Fifty-two former McDonald’s franchisees who say they faced decades of discrimination at the fast-food chain are suing McDonald’s for more than $1 billion.
The suit was filed in the U.S. District Court for the Northern District of Illinois Tuesday, according to Yahoo. Franchisees say in the complaint that they faced “systematic and covert racial discrimination,” with McDonald’s denying them the same opportunities as their white counterparts.
The lawsuit also argues McDonald’s “systematically steered” Black franchisees to buy locations in Black neighborhoods that tend to have higher insurance and security costs while bringing in less revenue. One franchisee wrote in the complaint that Black franchisees were at such a significant disadvantage that acquiring a McDonald’s as a Black franchisee was “financial suicide.”
The franchisees say they lost more than 200 McDonald’s locations over the past decade because of misconduct by the company. Dozens of of other Black franchisees were forced out of the chain over the past two decades. According to the complaint, there are only 186 Black McDonald’s franchisees, down from 377 in 1998.
The complaint added the plaintiffs’ average annual sales of roughly $2 million were more than $700,000 lower than McDonald’s national average of $2.7 million from 2011 to 2016 and $2.9 million in 2019.

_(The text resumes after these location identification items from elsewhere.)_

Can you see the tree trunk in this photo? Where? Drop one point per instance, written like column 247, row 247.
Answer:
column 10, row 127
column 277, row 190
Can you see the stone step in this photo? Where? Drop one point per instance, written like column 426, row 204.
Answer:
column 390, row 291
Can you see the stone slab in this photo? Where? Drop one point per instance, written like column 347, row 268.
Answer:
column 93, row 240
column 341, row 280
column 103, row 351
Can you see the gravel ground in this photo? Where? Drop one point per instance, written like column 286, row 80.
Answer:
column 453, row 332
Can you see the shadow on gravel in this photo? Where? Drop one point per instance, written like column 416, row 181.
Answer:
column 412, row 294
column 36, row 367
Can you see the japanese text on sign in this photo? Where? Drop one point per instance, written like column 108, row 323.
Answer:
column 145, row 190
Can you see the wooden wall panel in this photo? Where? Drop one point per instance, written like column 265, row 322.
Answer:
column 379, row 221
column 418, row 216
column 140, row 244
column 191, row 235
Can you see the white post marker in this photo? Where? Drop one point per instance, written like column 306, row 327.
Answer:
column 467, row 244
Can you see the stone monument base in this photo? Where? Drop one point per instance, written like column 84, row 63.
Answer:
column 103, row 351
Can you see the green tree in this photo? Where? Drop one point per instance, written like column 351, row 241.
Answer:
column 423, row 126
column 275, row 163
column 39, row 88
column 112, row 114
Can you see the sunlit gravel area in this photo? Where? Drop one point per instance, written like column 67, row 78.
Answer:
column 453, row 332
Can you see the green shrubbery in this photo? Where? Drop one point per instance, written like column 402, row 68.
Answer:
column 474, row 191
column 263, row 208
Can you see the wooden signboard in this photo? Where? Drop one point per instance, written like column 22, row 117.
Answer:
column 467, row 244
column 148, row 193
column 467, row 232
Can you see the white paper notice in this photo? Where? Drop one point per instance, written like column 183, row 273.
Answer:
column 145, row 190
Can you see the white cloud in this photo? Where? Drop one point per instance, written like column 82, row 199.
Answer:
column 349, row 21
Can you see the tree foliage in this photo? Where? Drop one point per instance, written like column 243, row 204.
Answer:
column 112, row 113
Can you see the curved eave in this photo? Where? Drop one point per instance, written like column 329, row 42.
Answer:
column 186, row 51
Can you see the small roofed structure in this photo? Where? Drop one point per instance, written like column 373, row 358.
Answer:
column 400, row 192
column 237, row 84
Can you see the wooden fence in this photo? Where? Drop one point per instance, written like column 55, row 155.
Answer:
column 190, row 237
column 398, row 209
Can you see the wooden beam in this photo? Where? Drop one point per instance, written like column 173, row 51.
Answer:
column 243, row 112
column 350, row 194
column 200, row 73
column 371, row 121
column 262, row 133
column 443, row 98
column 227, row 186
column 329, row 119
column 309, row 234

“These differences are statistically significant and are the result of Defendants’ racial bias and barriers within the McDonald’s franchise system,” the complaint states.
In a video message to employers and suppliers Tuesday, McDonald’s CEO Chris Kempczinski responded to the allegations.
“When allegations such as these occur, I want them investigated thoroughly and objectively,” Kempczinski said. “That’s been our approach to this situation. Based upon our review, we disagree with the claims in this lawsuit and we intend to strongly defend against it.”
In a statement to Business Insider, McDonald’s categorically denied the allegations, saying that they “fly in the face of everything we stand for as an organization and as a partner to communities and small business owners around the world.”
In July, the fast-food chain promised to improve diversity at all levels of its systems, including franchisees and suppliers.